Caring for Your Floors
After 45 years of working with customers, we have some advice on keeping wood floors healthy and beautiful. Here's our top tips.
- Use a general household cleaner like 409, Simple Green or Mr. Clean. Do not use Murphy's Oil Soap, wax, polish, Pine Sol or “Mop & Glow” cleaners. (These leave a dull acrylic buildup and your floors will need sanding again later.)
- For daily cleaning, use a broom, vacuum with bristle head or cotton dust mop. Please wipe all spills dry immediately.
- For weekly cleaning, use a damp (not wet) mop. Spray lightly with an all-purpose cleaner directly onto the floor. If you dissolve cleanser in a bucket of hot water to mop with, wring it out very well to just slightly damp.
- If you mop, wrap a dry towel around your mop and run it around the room so water does not sit on the floor after you are done. An excess of liquid might filter down between the strips and damage the wood.
- Protect your floor from all sources of water. Wood expands when it absorbs water and contracts when drying. Use throw rugs by the front and back doors, fridge and sinks or other places likely to get a little wet.
- For hard to remove stains, pour white vinegar directly on the stain, leaving it on for 2 - 3 minutes. Scrub well and wipe clean.

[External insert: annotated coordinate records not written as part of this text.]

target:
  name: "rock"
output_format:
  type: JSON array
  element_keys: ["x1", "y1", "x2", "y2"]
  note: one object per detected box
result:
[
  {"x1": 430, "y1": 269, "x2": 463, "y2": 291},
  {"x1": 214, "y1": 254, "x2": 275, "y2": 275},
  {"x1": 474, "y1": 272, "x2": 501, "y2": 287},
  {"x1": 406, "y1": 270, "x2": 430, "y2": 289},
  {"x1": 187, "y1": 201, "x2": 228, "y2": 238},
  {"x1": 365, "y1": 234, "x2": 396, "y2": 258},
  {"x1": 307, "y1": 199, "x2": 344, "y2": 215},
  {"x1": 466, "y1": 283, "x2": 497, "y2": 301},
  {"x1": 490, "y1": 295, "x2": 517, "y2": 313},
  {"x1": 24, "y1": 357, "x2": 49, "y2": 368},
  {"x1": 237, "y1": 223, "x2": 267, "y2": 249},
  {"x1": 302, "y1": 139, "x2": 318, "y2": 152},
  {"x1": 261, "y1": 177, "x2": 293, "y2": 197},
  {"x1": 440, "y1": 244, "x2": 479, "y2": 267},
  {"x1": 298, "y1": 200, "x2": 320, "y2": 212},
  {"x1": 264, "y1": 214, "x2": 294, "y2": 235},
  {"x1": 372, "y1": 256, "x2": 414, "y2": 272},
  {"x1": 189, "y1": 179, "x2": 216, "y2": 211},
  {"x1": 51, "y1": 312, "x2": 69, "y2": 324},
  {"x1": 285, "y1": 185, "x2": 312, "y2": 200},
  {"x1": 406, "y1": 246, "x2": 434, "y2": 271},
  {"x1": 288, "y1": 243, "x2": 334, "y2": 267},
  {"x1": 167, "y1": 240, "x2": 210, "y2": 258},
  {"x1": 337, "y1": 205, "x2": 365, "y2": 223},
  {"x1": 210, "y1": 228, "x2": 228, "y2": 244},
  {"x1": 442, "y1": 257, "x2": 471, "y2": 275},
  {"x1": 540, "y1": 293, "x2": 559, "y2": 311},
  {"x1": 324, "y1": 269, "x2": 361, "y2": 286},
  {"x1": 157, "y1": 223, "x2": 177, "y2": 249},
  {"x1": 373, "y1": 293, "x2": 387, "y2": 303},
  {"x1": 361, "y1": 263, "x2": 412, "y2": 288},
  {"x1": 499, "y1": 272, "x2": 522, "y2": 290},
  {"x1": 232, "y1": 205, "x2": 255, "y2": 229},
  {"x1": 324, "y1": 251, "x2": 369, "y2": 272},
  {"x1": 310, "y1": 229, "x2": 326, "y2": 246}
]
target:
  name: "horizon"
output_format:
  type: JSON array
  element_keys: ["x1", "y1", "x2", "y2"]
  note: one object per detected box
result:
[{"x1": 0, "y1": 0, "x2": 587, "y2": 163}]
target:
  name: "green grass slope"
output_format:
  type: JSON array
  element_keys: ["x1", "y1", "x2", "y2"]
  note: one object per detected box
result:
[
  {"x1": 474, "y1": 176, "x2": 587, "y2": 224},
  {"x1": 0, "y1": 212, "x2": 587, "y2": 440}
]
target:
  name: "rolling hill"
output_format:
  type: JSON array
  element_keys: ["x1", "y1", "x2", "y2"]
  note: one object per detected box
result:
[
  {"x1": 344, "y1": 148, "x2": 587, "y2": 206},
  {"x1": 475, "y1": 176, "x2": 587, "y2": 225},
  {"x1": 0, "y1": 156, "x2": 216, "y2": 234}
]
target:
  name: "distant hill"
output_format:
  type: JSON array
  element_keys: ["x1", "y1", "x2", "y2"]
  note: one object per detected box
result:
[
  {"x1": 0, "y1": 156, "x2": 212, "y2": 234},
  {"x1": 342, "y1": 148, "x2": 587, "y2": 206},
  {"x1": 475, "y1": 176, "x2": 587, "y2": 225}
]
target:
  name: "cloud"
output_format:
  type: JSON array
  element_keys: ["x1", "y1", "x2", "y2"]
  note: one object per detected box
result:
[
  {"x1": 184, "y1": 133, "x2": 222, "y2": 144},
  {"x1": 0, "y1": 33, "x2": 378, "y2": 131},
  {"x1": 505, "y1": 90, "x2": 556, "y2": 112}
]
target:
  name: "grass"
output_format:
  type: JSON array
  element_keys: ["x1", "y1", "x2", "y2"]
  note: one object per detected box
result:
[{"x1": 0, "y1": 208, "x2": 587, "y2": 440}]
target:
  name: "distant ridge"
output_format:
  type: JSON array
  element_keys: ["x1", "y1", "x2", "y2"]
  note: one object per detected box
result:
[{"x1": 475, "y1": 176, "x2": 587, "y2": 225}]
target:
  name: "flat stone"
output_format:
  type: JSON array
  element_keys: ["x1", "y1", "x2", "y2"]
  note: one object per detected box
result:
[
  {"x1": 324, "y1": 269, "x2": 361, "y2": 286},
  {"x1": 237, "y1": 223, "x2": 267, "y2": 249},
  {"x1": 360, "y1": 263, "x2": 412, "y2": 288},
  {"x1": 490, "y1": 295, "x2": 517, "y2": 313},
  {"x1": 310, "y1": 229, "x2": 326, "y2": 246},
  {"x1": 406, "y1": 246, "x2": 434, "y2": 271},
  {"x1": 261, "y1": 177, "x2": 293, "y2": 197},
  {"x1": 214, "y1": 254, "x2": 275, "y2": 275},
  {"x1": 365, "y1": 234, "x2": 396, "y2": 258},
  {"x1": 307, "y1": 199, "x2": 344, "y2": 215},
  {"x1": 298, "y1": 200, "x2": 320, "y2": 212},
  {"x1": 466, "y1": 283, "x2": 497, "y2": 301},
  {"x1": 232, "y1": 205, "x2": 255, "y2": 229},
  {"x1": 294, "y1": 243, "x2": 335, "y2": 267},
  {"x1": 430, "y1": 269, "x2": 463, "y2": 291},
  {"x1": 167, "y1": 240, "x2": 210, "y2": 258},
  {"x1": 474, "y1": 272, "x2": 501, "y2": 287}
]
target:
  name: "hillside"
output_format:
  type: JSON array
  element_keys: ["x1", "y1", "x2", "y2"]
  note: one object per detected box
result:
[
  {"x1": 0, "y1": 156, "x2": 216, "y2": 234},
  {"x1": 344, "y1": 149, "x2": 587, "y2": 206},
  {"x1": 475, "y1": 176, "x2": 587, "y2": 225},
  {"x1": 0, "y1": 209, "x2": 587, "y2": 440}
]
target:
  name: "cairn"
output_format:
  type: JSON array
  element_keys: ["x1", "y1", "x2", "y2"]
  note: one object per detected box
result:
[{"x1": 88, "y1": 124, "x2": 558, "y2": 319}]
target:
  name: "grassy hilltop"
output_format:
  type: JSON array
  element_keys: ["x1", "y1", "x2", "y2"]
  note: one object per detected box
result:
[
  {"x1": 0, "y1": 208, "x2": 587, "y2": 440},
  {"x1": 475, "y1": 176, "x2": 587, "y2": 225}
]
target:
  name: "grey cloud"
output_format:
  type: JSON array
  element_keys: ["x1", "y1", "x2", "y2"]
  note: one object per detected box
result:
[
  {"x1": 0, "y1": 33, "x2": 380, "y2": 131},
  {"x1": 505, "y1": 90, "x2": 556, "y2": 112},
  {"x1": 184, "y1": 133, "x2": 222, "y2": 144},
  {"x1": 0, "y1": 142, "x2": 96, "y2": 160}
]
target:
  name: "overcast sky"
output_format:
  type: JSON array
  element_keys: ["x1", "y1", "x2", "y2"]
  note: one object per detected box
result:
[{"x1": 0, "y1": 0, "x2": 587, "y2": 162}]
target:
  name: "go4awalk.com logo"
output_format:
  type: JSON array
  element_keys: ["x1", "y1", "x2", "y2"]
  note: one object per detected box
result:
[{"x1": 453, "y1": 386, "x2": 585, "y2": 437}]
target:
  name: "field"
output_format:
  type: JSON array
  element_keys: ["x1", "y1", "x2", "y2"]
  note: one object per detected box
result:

- For chewing gum, candle wax, crayon, etc., use a dissolving agent such as Goo-Gone or De-Solve It, or apply a plastic bag filled with ice cubes to the area until the substance hardens enough to crumble off. Spray some cleanser and wipe clean.
- If you get a light scratch or cigarette burn, brush over it with a thin application of polyurethane or clear wax. If you have a dark stained floor, brown shoe polish or a brown marker followed by wax works well. For deep scratches or burns, heavily damaged boards can be easily replaced.
Humidity and Temperature
- The relative humidity level in your home should be maintained at 50-60 percent maximum throughout the year.
- Hardwood is a living substance that reacts to changes of relative humidity. It absorbs or releases humidity according to seasons and as a result, its dimensions change. In summer, when humidity is at its highest, wood expands. This expansion can cause the strips of wood to push against one another and cup if humidity is above the recommended levels. These variations can be minimized with proper ventilation, dehumidifying or heating.
- In winter when the heating system is on, the relative humidity level in the house is lower and wood contracts or shrinks. Small gaps can appear between the wood strips, but can correct seasonally.
- Direct sunlight can fade the stain color over time or shift natural colors. This phenomenon with wood surfaces is normal and natural.
Protection and Long-Term Care
- Your hardwood floor should be recoated when the finish shows signs of real wear, such as dullness in traffic areas.
- If the finish wears through to the bare wood, it will be stained by dirt and moisture, and will need to be re-sanded.